The computer can learn “supervised”

Artificial intelligence describes the ability of computer programs to learn. There are two paths for this learning.The first involves “supervised learning”. Researchers show the computer a large number of similar things, teaching it what is right or wrong, healthy or sick, depending on the question. The idea behind this: If the computer gets enough input, it can eventually make the distinction itself. In this way, it can not only take a lot of work off the hands of physicians, it can also improve the quality of diagnosis and treatment.

What is machine learning? (in German)

Audio File

In this podcast, Julia Schnabel explains how machine learning works and why the term is not ideal.

Making early diagnoses from ultrasound images

A practical example: Julia Schnabel and her research group are training an algorithm to measure the placenta in pregnant women. The placenta provides nourishment for the unborn child in the womb. If the placenta is too small, the unborn child will not receive enough supply. The child may have to be delivered earlier to prevent permanent damage. However, because it has been difficult to determine the size of the placenta and its ability to provide nourishment, doctors pay particular attention to the growth of the child during check-ups - a potential undersupply therefore only becomes visible through its subsequent effects.

"We have built a construction with several ultrasound heads that should allow doctors to measure the volume of the placenta with the help of the computer," explains Julia Schnabel. The computer can store images from the different transducers almost simultaneously and then use them to determine the volume of the placenta. The prerequisite for this is that the computer recognizes the placenta and its outline. "For this, the computer needs a great many ultrasound images in which the placenta is marked. Fortunately, data from ultrasound images are easy to obtain: It is not associated with risks, nor with circumstances for the patients," says Schnabel.

The computer as a sparring partner for the doctor

The approach worked: The computer program not only measures the size of the placenta quite well. "We fed our algorithm with additional data so that it also recognizes organs and body parts of the unborn child," Schnabel explains. The goal is not to replace the experts, but to support them: "When it comes to assessing whether a child should be delivered earlier or not, a doctor will always decide the future. However, thanks to computer algorithms, experts will have a better basis for their decision in the future. In this way, a clever artificial intelligence could become a kind of sparring partner for the experts in some areas in the future. The placenta measurement by Schnabel's team is a typical example of how artificial intelligence could advance medicine, and in some areas downright revolutionize it: The computer is fed data, learns, and delivers insights that bring new knowledge to people.

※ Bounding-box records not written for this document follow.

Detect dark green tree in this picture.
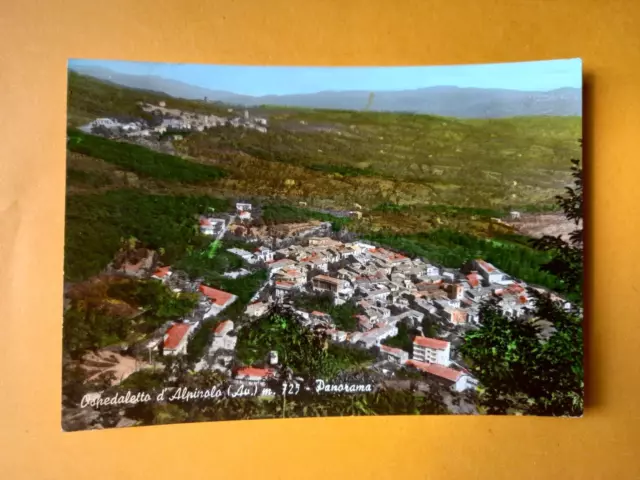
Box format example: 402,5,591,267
460,148,584,416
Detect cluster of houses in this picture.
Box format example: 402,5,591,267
112,203,570,391
80,102,268,139
221,237,564,391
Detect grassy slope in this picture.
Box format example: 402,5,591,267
67,129,226,183
185,109,581,207
66,74,580,294
64,189,228,281
67,71,231,127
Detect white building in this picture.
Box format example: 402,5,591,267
407,360,477,392
413,337,451,367
254,247,275,262
359,325,398,348
236,203,251,220
200,285,238,318
244,302,269,317
227,248,259,264
200,217,226,235
424,264,440,277
473,259,504,284
151,267,171,282
213,320,233,337
380,345,409,365
162,323,196,355
236,367,275,382
267,258,296,272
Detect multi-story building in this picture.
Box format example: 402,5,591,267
413,337,451,366
162,323,196,355
407,360,477,392
380,345,409,365
199,285,238,318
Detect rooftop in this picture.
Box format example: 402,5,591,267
164,323,191,349
413,337,449,350
153,267,171,278
236,367,273,378
200,285,235,306
407,360,463,382
214,320,233,333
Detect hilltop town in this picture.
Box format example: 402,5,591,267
79,102,268,140
89,199,570,402
63,70,574,429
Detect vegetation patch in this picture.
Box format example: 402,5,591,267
366,229,562,291
64,189,229,281
67,129,226,183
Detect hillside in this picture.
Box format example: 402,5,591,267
65,72,581,286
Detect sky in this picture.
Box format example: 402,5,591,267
69,59,582,96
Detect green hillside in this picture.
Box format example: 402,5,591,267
67,71,226,127
65,73,581,292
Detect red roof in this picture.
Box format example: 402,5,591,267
153,267,171,278
214,320,231,333
164,323,191,349
380,345,404,353
413,337,449,350
476,259,495,272
236,367,273,378
200,285,235,307
407,360,463,382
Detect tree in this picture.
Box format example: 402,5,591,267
460,146,584,416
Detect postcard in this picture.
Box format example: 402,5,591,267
62,59,584,431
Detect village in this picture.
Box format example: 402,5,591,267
105,199,570,398
79,102,268,140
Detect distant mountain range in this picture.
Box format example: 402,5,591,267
72,66,582,118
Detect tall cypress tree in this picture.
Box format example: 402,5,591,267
461,144,584,416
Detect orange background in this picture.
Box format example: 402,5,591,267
0,0,640,479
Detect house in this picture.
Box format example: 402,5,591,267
380,345,409,365
413,337,451,366
199,285,238,318
244,302,269,317
473,259,504,284
236,203,252,218
267,258,296,272
328,330,347,342
151,267,171,282
307,237,341,247
227,248,259,264
353,315,376,332
274,267,307,287
407,360,476,392
358,325,398,348
309,310,333,325
347,332,364,343
467,270,480,288
446,283,464,300
200,217,226,235
311,275,353,294
235,367,275,382
213,320,233,337
162,323,196,355
424,264,440,277
209,320,238,350
440,307,467,325
253,247,275,262
273,280,298,298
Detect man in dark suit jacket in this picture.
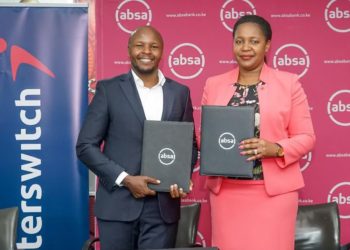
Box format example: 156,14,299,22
77,26,197,250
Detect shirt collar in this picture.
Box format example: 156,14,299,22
131,69,166,87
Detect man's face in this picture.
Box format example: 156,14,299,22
129,27,163,75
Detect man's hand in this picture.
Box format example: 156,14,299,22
123,175,160,198
170,180,193,198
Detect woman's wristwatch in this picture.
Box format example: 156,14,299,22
275,143,284,157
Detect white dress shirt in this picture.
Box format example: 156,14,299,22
115,69,165,186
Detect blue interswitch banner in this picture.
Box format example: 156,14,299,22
0,4,89,250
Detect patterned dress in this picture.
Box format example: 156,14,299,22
228,81,265,180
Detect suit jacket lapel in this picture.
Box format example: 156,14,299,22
120,71,146,124
162,79,175,121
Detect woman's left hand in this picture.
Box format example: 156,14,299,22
239,137,278,161
170,180,193,198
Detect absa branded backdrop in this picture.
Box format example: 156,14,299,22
96,0,350,246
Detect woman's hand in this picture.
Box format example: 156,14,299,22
239,137,279,161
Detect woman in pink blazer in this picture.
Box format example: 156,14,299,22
202,15,315,250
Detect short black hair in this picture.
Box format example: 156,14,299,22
232,15,272,41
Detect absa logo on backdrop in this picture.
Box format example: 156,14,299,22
220,0,256,32
324,0,350,33
168,43,205,79
327,89,350,127
327,182,350,219
299,152,312,171
273,43,310,78
115,0,152,33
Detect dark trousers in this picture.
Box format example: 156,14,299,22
98,196,178,250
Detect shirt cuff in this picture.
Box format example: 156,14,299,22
115,171,129,187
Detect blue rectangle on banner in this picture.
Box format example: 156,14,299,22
0,7,89,250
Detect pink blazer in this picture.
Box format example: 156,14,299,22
202,65,315,195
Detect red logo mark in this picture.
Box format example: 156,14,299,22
0,38,55,81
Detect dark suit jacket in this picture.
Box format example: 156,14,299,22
76,72,197,223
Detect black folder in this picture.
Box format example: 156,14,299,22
141,120,194,192
200,106,255,178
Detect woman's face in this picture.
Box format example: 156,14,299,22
233,23,270,71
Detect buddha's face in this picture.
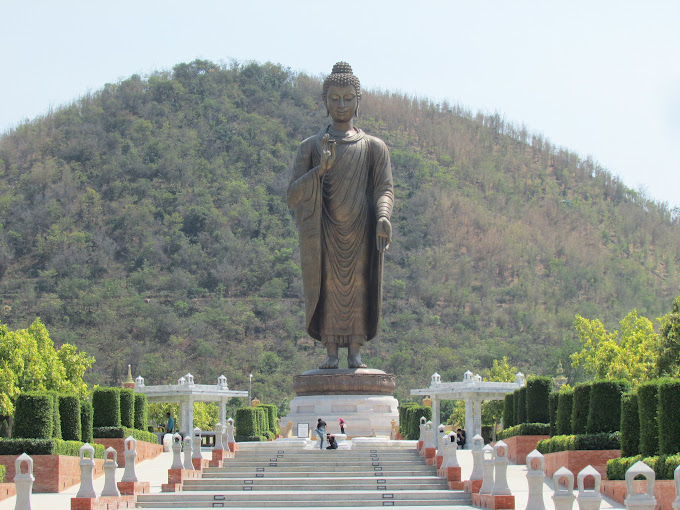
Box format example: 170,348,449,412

Data for Prevention (in German)

Audio File

In this podcast, Julia Schnabel explains how data could help detect diseases earlier.

Digitalized blood analysis

Carsten Marr and his colleagues are taking a similar approach. The researchers focus on tasks for which specialists normally spend hours and days at the microscope: When blood cancer is suspected, several hundred cells in a so-called blood smear are examined and classified by histologists. The results show whether and to what extent the patient is actually suffering from a similar disease, for example, blood cancer, and how a possible treatment can proceed.

Marr and his team fed a so-called neural network with hundreds of thousands of images of individual white blood cells and the information of the cell type. And with success; the cell type predictions Marr's program makes on new images are as good as the histologists' results. "A neural network is a kind of black box. It learns and can then classify new cells itself, but we don't know in detail what criteria it uses to decide," Marr says. That is why he is currently working to better understand these criteria: "The criteria can not only be helpful for histologists. It is also important for us to understand the decision-making process in order to avoid possible mistakes and learning in the wrong direction. In medicine, in particular, it's about using this black box of machine learning, but also understanding what makes it tick," Marr adds. Only then could computers become trustworthy assistants for physicians.

“Unsupervised” learning

There is a second way to apply artificial intelligence: Here, the computer receives as little assistance as possible; it should be able to learn without supervision. Mathematician Fabian Theis uses this method, for example, in what is known as single-cell analysis: The computer receives data on individual cells and their metabolism - and has to find patterns in them. “We don't tell it what is right or wrong, we just give it some additional information. Ideally, it finds out what similarities there are in certain properties,” explains Theis.

In practice, this could soon mean: The computer compares the metabolism of cells in the pancreas of people with diabetes with the metabolism of cells in the pancreas of healthy people, and finds out what is different about the defective cells of the diabetes patients. In the next step, specific drugs can then be sought in the future to repair the corresponding cell metabolism changes.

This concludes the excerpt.